Components, IR, and Phasor for multipath components, impulse response, and phasor trajectory plots.
This example shows how to visualize samples within a frame through animation. The following lines of code create a Rayleigh channel and open the channel visualization tool:
% Create a fast fading channel h = rayleighchan(1e-4, 100, [0 1.1e-4], [0 0]); h.StoreHistory = 1; % Allow states to be stored y = filter(h, ones(100,1)); % Process samples through channel plot(h); % Open channel visualization tool
After selecting a visualization option and a speed in the Animation menu, move the Sample index slider control all the way to the left and click Resume. The slider control moves by itself during animation. The sample index increments automatically to show which snapshot you are visualizing.
You can also move the slider control and glance through the samples of the frame as you like.
This example shows how to animate snapshots across frames.

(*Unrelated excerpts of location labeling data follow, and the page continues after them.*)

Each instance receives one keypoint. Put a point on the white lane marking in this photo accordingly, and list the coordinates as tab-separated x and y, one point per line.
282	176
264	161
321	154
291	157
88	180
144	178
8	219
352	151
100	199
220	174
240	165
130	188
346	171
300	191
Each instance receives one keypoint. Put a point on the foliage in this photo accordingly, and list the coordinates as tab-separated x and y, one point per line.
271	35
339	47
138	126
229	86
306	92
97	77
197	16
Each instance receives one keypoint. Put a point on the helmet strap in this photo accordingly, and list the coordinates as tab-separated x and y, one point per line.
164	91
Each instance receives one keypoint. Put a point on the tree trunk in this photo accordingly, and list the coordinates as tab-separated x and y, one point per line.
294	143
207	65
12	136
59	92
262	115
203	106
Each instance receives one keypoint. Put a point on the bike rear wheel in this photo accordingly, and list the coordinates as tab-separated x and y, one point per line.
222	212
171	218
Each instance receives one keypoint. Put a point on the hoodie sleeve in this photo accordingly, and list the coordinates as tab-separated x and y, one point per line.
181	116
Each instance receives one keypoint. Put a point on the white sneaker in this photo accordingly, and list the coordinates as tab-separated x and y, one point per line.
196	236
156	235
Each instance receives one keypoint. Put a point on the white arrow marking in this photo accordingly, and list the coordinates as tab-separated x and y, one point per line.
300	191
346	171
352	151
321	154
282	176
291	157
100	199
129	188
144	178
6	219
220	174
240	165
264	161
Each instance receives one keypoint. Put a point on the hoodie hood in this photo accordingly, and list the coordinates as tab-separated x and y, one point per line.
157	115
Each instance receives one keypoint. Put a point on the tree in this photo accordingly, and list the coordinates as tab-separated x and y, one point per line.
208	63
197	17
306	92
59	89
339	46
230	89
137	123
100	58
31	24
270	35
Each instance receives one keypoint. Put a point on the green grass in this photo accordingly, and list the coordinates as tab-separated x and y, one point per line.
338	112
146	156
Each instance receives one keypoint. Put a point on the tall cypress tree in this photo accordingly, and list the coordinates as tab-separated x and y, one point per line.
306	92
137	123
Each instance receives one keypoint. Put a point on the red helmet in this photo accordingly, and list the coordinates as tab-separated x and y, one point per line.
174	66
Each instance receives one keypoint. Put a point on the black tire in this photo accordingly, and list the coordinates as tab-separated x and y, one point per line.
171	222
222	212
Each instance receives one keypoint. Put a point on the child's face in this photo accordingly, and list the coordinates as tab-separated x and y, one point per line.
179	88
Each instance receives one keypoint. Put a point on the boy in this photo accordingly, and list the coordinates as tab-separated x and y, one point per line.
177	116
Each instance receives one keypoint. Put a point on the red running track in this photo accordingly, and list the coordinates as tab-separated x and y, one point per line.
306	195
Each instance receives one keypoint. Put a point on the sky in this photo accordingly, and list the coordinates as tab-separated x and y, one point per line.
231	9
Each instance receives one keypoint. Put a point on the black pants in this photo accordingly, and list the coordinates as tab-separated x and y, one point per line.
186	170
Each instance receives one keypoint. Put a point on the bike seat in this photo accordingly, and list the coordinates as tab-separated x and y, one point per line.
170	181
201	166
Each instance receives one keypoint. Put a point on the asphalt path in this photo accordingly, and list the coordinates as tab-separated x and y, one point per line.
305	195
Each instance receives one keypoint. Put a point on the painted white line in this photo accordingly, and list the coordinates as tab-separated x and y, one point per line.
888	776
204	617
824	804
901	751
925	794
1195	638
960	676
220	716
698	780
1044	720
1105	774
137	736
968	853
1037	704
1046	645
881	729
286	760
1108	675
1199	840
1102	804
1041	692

The following lines of code call the filter and plot methods within a loop to accomplish this:
Ts = 1e-4; % Sample period (s) fd = 100; % Maximum Doppler shift % Initialize DPSK modulator for M=4 hMod = comm.DPSKModulator(4); % Path delay and gains tau = [0.1 1.2 2.3 6.2 11.3]*Ts; PdB = linspace(0, -10, length(tau)) - length(tau)/20; nTrials = 10000; % Number of trials N = 100; % Number of samples per frame h = rayleighchan(Ts, fd, tau, PdB); % Create channel object h.NormalizePathGains = false; h.ResetBeforeFiltering = false; h.StoreHistory = 1; h % Show channel object % Channel fading simulation for trial = 1:nTrials x = randi([0 3],10000,1); % Random symbols dpskSig = step(hMod, x); % Modulated symbols y = filter(h, dpskSig); % Channel filter plot(h); % Plot channel response % The line below returns control to the command line in case % the GUI is closed while this program is still running if isempty(findobj('name', 'Multipath Channel')), break; end; end
While the animation is running, you can move the slider control and change the sample index (which also makes the animation pause). After clicking Resume, the plot continues to animate.
The property ResetBeforeFiltering needs to be set to false so that the state information in the channel is not reset after the processing of each frame.